Restart policy: exponential backoff (5s initial, 5min max, factor 2, jitter 0.1, max 10 attempts).

Security

  • Exec approval: ExecApprovalManager with promise-based flow, allow-once vs allow-always, 15s grace timeout
  • Tool policy: pickSandboxToolPolicy() per sandbox config
  • Security audit: comprehensive checks (gateway auth, channel config, plugin trust, exec surfaces, filesystem ACLs)
  • Auth rate limiting with browser-specific stricter limits
  • External content guard: tracks provenance, allowUnsafeExternalContent flag

Agent Configuration

agents:
  defaults:
    model:
      primary: "anthropic/claude-opus-4-5"
      fallbacks: ["anthropic/claude-sonnet-4-5"]
    heartbeat:
      enabled: true
      every: "30m"
      prompt: "Check HEARTBEAT.md"
      ackMaxChars: 300
    skills:
      limits:
        maxSkillsInPrompt: 150
        maxSkillsPromptChars: 30000
  list:
    - id: "myagent"
      workspace: "~/workspace"
      model:
        primary: "anthropic/claude-sonnet-4-5"
      heartbeat:
        every: "1h"
      skills:
        filter: ["github", "slack"]

Workspace files: AGENTS.md, SOUL.md, TOOLS.md, IDENTITY.md, USER.md, HEARTBEAT.md, BOOTSTRAP.md, MEMORY.md.

Plugin Hooks

29 lifecycle hook points: before_model_resolve, before_prompt_build, before_agent_start, before_agent_reply, llm_input, llm_output, agent_end, inbound_claim, message_received, message_sending, message_sent, before_tool_call, after_tool_call, session_start, session_end, subagent_spawning, subagent_delivery_target, gateway_start, gateway_stop, before_dispatch, reply_dispatch, before_install, etc.


Patterns Worth Replicating in Agent Factory

From Paperclip

  1. Heartbeat as context injection — Each beat starts clean, loads curated context packet. Maps to: /schedule trigger + CLAUDE.md + memory files loaded per session.

  2. Adapter interface — Clean execute(ctx) pattern.
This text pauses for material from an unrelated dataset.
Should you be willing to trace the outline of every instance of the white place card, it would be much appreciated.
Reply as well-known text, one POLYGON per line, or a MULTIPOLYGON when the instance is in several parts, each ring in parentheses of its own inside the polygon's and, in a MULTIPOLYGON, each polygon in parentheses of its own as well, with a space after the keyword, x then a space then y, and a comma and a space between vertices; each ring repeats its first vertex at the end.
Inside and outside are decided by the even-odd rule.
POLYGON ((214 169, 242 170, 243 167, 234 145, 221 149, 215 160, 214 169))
Maps to: our agent files are already adapter-like (model, tools, prompt per agent).

  3. Budget as governance primitive — Post-hoc cost tracking with pause thresholds. Maps to: hook that reads /usage after each run, logs to cost-events file, alerts when threshold crossed.

  4. Task checkout via file locking — Paperclip uses PostgreSQL. We can use file-based locking (write task.lock with agent name, check before claiming).

  5. Session persistence via taskKey — Different tasks get different sessions. Maps to: --resume with task-specific session IDs.

From OpenClaw

  1. HEARTBEAT.md with task parsing — YAML tasks block with intervals and due-time checking. Maps directly to our generated HEARTBEAT.md files.

  2. Emptiness detection — Skip API calls when heartbeat file is effectively empty. Critical cost saver. Include in generated heartbeat scripts.

  3. Skill prompt XML format — Standardized skill discovery in system prompt. Our skills already use this via Claude Code's built-in mechanism.

  4. 3-tier memory — SESSION-STATE.md (hot) + daily logs (warm) + MEMORY.md (cold). Maps to: templates we generate in the user's project.

  5. Startup catchup with stagger — Run missed jobs on restart, but don't thundering-herd. Include in generated automation scripts.

Unique to Agent Factory

  1. Guided construction — Neither tool helps you BUILD the system. We do.
  2. Progressive complexity — Start with 1 agent, grow to full org.
  3. Domain templates — Not just researcher→writer→reviewer. Monitoring, code review, data processing, research synthesis.
  4. Claude Code-native — No PostgreSQL, no Node.js server, no Docker required. Just agents, skills, hooks, settings.json, /schedule.